Staci Cornelius and Baretta Lee discuss the importance of seeking second opinions, understanding all available treatment options, and choosing care from experienced specialists when navigating a prostate cancer diagnosis. They also emphasize the value of open communication, maintaining a positive outlook, and making treatment decisions based on long-term goals and quality of life.
Staci Cornelius:
The urologist there suggested radiation as a first line of treatment, but because of my husband's history with his mom having been diagnosed with multiple myeloma several decades earlier, he decided that we really needed to seek another opinion and go to a cancer center in Houston. So, we headed to MD Anderson where we met with both a genitourinary surgeon, and a radiation oncologist. The surgeon said that based on what the imaging had shown and the biopsy results, that he thought surgery was reasonable. He didn't advocate it really for it one way or the other. The UAB team had suggested that radiation therapy would be his first course of treatment.
So, while we were at MD Anderson, we also saw the radiation oncologist who was female and I just asked her point-blank, "If this were your husband, what would you do? The surgeon we have seen has told us that surgery is an option for him even though it is outside of the prostate." She said, "My husband is a surgeon, and he would say, I'm going to have radiation and I'm not going to let anybody operate on me, but I guarantee you I would make the decision and he would have surgery." And when she said that, I knew at that point that surgery was the road we were going to go down as the first course of treatment.
So, as you can imagine, in the beginning it was a whirlwind. I didn't expect him to be diagnosed with cancer, let alone stage four cancer that was outside the prostate gland, and so, information was coming at us fast and furious. We were getting a lot of different opinions and we were receiving information about the side effects, what the surgery could result in, including urinary incontinence and potentially bowel incontinence and erectile dysfunction, sexual dysfunction. I remember talking to one of the doctors at MD Anderson, and I can't remember whether it was a surgeon or the radiation oncologist, but they asked us, "What is your goal?

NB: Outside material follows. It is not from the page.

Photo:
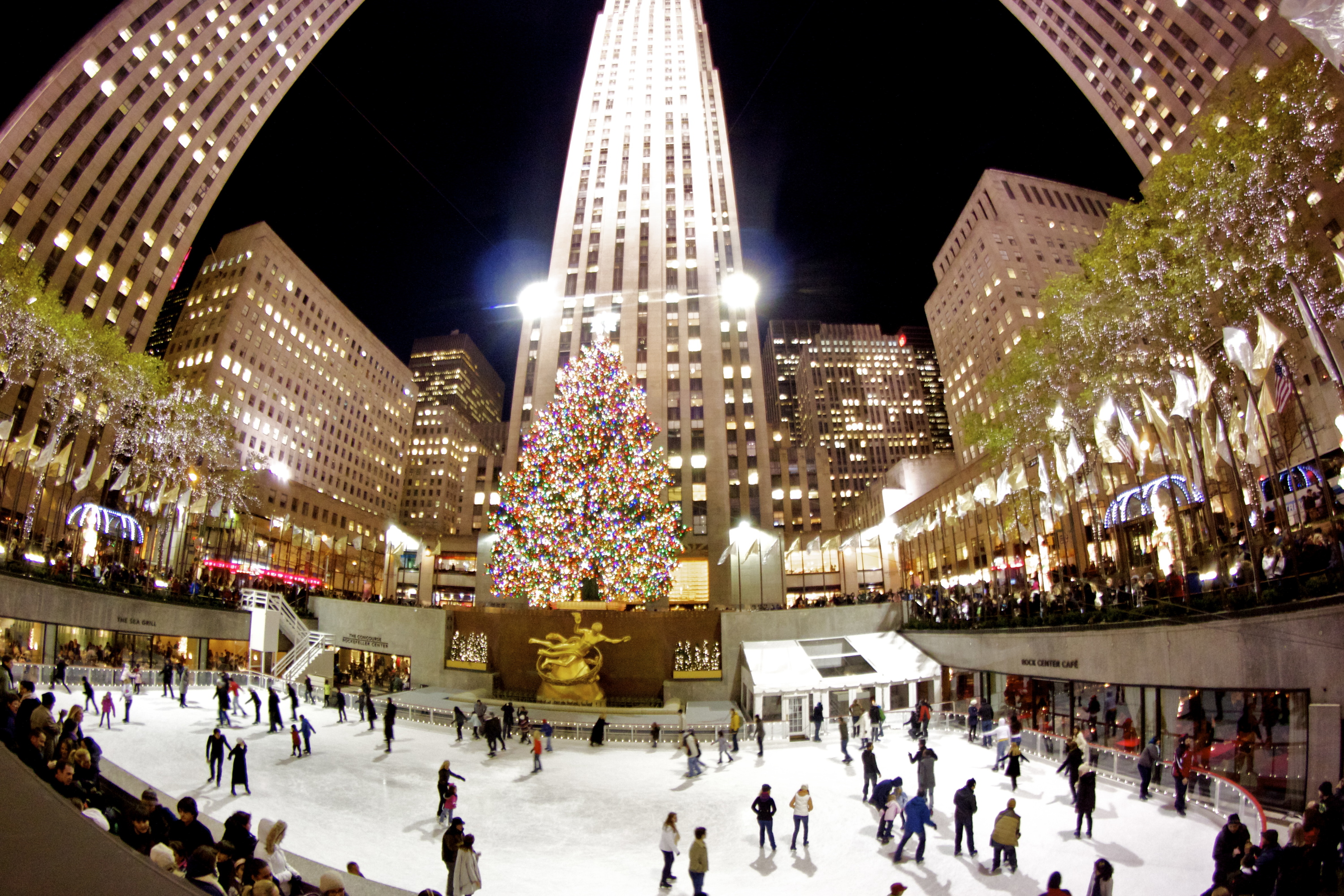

What is your objective from this treatment?" I said, "I want Henry to live. I want him to be at our dinner table every night. I want him to be helping our daughter with her homework. I want him to see her graduate from high school. I want him to see her graduate from college. I want him to walk her down the aisle. So, what might or might not happen in the bedroom in a year or two is really not the most important thing. The most important thing for me is that he is with us, and he's living life with us.
Initially, I had a bias for staying at home and getting all of his treatment there in Birmingham, so it would disrupt our life as little as possible and impact our 12-year-old daughter as little as possible. I wanted her life to be normal and to not really feel the stress of this diagnosis and the treatment that he was going to have to go to. But as soon as we saw the doctors at MD Anderson and even just walking around the facility, seeing that all they do day in, day out, every day is treat cancer patients. The surgeon that we talked to, all he does is operate for prostate cancer and mostly high risk aggressive prostate cancer like Henry's. And even the radiation oncologist, she treats prostate cancer. She doesn't cross over and do radiation for breast cancer patients. They have another group that does that.
So, seeing how specialized they were and the volume of patients that they see for his specific type of cancer day in, day out and that's all they did, I was absolutely convinced that that's where he was going to have his treatment. Fortunately, we have direct flights from Birmingham to Houston, and so, that made it easier than if we had gone anywhere else outside of Birmingham, but it was still disruptive. I thankfully have a mother who takes wonderful care of our daughter when we can't be there, and we knew it was going to be about a week away from home for the surgery.
The surgeon was able to get Henry on the schedule within about two weeks of our visit, and we knew from the staging at that point that moving with some urgency was important. So, we immediately got it scheduled on September 21st, and we got back home and told our daughter that's what we were going to do. She was sad about the fact that we were going to be leaving her for a week and we knew that logistically, it would be more complicated than being at UAB in our backyard.
Baretta Lee:
Immediately the doctor gave us a lot of information. I mean, she explained it to us and because we were diligent about knowing what our options were, what was the next step. So, we pushed so we could know what to do. She immediately gave us a couple of options. I guess it depended on... It was the robotic surgery was one of them, depending on the position of it or if it had spread or whatever the case may be. I think even at that time we were told that it didn't look like he would need any type of chemo or radiation after, and so, once my husband heard that, he was like, "Okay. I want the surgery." So, I was like, "Okay. It's operation one and done." We get the surgery, no chemo, no radiation, that's how we're going to look at it. So, those were our options. That was our path from the very beginning.
We were very honest with our feelings. We made sure that... We were raw honest about how we felt, and we never talked about it not working. I think that that's important. I think that your attitude and how you carry things out, it applies to a good outcome. So, we didn't talk about it a lot. We only talked about it when a doctor's appointment came up.